Not really; bright on dark was only dominant in the days of the CRT terminal when there were no "themes". (Even if you could do it as a hardware switch, setting, say, a VT220 to black-on-white both looked terrible as it was more an uneven gray, and tended to dim the tube more quickly by burning in the background.)
Instead, since full bitmap graphics happened, all screen interfaces back to Xerox's prototype office systems, then Lisa/Macintosh, and then Windows 2.1 have been using dark type on a white background for text work. Partly this was because of the original office metaphor, but partly also because it was shown that it was easier (meaning, less error prone) to read.
Here's a study that showed that participants were 26% more accurate in reading text that way (note that "contrast reversal" on displays in those days meant dark characters on white background):
Bauer, D., & Cavonius, C., R. (1980). Improving the legibility of visual display units through contrast reversal.
In E. Grandjean, E. Vigliani (Eds.), Ergonomic Aspects of Visual Display Terminals (pp. 137-142).
London: Taylor & Francis
There were other studies in the 1980s that didn't report lower errors but instead faster reading with black on white. Academically, the matter's pretty much considered settled - black on white is better for most of the population, and that's on screen, not on paper. (You can substitute any degree of light or creamy for the white, that's really a variation of screen quality.)
The engineering workstations of the late 80s and 90s (Sun etc) used black and white as the application default as well, with white on black limited to console/shell windows. This was partly for consistency with the old style, partly for easy contrast with application windows in a multi-window environment.
> Pharo was the rare exception of using a white theme. Light themes may be popular but white are definitely not. The web is the last fort of bright themes, but the web was and still is eons behind when it comes to matters of UI.
Most other Smalltalks are dark-on-light by default all the way back to Smalltalk-80 out of Xerox PARC. None of this had anything to do with the Web, which came after, but which obviously also profits from the same increase in readability. Rather than behind, Smalltalk was ahead and the rest of the world followed.

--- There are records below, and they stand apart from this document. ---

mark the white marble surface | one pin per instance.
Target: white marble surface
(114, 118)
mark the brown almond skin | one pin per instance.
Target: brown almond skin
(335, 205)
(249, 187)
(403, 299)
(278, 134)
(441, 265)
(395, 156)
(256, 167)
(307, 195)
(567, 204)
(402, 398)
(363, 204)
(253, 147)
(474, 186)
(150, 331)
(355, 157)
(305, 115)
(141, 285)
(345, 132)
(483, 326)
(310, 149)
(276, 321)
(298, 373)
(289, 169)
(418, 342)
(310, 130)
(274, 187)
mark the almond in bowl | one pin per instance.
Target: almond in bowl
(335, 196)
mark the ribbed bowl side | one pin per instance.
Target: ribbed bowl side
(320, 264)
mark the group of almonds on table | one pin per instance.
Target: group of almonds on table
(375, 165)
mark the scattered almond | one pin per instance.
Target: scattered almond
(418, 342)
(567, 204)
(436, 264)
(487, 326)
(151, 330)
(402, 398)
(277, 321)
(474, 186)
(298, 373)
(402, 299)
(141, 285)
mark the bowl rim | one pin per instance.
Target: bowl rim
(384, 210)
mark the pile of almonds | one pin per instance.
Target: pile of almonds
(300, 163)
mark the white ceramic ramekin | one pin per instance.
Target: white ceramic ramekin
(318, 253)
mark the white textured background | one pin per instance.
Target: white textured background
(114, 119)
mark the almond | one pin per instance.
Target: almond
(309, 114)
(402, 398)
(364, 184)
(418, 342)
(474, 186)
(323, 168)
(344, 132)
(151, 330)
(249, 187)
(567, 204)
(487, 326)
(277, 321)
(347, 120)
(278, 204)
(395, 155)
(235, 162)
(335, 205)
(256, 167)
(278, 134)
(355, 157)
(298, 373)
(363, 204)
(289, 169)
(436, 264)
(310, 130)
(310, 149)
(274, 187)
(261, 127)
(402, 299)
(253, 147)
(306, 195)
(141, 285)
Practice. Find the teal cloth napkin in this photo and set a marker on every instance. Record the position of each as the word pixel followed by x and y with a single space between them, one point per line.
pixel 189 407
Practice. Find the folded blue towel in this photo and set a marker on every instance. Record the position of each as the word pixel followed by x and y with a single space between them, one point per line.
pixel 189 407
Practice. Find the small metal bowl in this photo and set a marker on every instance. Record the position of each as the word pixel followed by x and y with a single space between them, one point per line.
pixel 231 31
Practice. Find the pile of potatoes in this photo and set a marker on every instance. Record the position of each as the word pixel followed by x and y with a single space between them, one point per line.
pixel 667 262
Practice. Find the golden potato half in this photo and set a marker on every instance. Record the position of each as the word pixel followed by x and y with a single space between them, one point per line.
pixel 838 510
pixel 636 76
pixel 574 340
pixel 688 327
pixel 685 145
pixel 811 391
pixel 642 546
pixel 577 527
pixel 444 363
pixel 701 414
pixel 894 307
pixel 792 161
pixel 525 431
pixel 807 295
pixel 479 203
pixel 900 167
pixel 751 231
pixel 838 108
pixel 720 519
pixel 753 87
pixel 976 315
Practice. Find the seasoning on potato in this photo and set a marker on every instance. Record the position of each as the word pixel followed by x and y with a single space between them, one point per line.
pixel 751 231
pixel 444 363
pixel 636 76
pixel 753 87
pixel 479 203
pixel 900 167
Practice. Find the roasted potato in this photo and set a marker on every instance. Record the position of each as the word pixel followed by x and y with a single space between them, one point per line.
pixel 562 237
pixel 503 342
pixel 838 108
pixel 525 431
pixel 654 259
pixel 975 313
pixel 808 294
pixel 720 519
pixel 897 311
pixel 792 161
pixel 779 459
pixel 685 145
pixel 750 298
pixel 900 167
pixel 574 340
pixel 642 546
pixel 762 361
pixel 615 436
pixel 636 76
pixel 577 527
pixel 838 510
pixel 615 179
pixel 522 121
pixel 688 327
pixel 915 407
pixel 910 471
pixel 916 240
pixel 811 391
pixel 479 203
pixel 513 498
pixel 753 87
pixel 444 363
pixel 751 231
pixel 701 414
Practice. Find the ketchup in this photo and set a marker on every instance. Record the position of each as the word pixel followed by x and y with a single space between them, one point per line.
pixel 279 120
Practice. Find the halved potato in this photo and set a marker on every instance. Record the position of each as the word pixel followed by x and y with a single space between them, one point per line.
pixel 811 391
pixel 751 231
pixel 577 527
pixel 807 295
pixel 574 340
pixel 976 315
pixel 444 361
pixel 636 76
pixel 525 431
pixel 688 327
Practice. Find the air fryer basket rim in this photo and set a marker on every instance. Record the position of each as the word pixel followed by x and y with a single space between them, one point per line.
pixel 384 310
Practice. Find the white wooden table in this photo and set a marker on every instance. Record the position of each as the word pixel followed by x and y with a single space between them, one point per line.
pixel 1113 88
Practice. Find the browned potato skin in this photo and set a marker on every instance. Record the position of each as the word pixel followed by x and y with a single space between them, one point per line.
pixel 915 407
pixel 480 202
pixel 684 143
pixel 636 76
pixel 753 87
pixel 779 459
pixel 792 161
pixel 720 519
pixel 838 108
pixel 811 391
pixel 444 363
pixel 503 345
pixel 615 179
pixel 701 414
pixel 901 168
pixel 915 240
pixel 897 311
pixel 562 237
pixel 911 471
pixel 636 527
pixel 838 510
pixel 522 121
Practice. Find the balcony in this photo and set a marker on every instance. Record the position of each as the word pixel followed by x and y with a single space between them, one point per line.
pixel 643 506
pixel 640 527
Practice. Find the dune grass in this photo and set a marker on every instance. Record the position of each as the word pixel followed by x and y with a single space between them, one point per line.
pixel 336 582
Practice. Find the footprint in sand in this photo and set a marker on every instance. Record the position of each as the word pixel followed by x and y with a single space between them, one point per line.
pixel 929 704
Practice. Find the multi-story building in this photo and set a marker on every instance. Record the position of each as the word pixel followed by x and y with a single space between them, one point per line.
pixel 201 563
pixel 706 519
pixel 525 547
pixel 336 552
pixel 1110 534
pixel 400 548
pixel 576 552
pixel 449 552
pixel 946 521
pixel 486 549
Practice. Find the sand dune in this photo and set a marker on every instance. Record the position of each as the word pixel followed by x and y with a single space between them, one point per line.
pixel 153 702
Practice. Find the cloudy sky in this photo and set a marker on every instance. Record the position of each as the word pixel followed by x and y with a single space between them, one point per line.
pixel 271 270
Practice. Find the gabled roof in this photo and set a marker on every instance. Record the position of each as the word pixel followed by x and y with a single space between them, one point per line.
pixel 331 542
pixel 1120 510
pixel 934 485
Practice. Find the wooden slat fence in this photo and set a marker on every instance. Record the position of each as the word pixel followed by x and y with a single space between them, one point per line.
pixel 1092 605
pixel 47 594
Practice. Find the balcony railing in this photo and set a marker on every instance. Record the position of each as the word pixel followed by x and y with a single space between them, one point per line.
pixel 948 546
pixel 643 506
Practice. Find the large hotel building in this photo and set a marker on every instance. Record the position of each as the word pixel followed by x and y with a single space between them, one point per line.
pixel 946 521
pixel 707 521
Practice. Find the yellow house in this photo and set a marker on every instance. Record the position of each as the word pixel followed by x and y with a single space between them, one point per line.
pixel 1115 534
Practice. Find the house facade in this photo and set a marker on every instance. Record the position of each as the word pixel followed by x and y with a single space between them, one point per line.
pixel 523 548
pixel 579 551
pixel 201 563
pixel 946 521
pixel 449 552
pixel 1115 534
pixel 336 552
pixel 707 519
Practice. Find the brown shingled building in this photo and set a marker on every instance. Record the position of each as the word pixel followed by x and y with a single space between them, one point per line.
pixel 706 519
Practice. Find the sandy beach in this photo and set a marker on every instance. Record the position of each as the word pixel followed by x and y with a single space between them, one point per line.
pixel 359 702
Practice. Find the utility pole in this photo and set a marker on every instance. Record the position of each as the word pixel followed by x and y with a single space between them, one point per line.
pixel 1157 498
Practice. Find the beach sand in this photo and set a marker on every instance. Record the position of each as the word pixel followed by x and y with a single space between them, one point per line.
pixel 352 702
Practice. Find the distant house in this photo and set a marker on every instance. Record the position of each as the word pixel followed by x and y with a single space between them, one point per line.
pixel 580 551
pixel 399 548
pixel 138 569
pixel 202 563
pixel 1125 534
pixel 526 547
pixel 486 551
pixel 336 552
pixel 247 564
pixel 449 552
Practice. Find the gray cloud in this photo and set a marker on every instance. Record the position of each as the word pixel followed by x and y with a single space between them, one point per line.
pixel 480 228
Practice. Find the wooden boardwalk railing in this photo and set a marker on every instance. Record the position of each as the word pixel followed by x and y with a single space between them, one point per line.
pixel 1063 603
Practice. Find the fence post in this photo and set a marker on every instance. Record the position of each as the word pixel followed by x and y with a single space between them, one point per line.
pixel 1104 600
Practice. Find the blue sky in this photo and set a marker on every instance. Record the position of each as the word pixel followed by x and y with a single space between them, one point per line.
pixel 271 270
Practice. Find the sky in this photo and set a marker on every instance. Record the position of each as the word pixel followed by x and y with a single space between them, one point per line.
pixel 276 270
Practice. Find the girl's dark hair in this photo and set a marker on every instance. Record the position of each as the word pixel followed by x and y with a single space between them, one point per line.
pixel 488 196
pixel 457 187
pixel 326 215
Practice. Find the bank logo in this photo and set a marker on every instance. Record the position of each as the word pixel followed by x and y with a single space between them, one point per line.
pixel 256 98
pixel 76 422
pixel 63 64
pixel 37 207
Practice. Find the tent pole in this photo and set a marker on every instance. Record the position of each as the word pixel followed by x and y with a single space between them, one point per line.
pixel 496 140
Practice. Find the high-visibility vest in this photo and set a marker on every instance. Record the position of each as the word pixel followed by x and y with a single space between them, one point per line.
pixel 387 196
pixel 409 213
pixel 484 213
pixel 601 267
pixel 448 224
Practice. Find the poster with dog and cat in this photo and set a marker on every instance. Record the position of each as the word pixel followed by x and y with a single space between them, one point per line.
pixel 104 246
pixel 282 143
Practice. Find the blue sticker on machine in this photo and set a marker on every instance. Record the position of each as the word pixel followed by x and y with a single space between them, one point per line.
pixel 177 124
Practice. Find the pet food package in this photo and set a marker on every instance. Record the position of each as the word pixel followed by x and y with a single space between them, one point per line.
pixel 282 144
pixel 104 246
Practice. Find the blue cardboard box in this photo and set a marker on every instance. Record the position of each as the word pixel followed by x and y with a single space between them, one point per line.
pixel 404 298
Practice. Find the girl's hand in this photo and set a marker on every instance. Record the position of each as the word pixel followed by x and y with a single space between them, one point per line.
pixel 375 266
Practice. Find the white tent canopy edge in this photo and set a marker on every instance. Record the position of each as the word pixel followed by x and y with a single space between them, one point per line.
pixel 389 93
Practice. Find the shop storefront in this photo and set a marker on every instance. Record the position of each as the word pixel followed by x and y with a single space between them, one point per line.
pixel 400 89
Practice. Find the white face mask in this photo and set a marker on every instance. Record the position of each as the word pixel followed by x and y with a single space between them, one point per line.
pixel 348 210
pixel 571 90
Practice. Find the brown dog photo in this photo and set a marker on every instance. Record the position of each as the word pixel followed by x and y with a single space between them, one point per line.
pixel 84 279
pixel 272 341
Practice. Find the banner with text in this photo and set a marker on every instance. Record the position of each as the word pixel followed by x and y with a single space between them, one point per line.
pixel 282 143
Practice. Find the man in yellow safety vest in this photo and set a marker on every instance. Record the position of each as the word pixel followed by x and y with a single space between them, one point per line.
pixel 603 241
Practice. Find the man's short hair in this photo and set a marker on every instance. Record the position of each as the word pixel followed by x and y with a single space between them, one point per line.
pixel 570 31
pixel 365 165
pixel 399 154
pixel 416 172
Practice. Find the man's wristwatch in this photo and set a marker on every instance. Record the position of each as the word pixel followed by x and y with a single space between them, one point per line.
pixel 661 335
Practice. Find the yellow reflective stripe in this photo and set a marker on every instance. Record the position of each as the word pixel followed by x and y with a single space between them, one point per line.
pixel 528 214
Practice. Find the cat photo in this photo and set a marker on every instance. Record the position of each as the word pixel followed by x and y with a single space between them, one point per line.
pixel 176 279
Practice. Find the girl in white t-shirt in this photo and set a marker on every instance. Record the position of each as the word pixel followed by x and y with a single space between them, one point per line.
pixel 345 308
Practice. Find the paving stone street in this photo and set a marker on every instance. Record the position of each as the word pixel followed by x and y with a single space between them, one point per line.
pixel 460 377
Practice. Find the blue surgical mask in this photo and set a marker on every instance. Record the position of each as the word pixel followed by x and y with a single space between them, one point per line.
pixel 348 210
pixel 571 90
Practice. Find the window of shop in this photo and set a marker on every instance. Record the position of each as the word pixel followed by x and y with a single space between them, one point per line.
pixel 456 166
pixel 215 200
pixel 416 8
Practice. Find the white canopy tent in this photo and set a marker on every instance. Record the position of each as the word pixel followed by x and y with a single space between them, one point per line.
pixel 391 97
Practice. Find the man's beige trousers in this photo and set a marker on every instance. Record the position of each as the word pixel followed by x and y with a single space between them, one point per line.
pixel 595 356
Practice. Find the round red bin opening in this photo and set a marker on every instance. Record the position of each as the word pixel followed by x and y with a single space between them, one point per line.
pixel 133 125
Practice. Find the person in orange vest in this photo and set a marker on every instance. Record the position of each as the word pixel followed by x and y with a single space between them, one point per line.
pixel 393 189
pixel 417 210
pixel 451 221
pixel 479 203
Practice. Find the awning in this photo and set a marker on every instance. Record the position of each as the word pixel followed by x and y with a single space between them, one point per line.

The dark theme as default in Pharo I personally consider a step back. As someone who's been busy for 25+ years defending use of Smalltalk for real applications, a return to a primarily developer-cool presentation instead of a user-oriented default is IMO not a plus for a language branch that was billed as more industry-oriented (which IMO is not exactly the same as developer-oriented). But I also understand the desire to attract developers with the look that's currently fashionable.
That said, I wonder if the recent preference for dark among developers (not Pharo-specific, but many languages) has to do with the rise of widespread code highlighting. I could see how colour highlighting shows up better on a dark background than being glared over by a white one.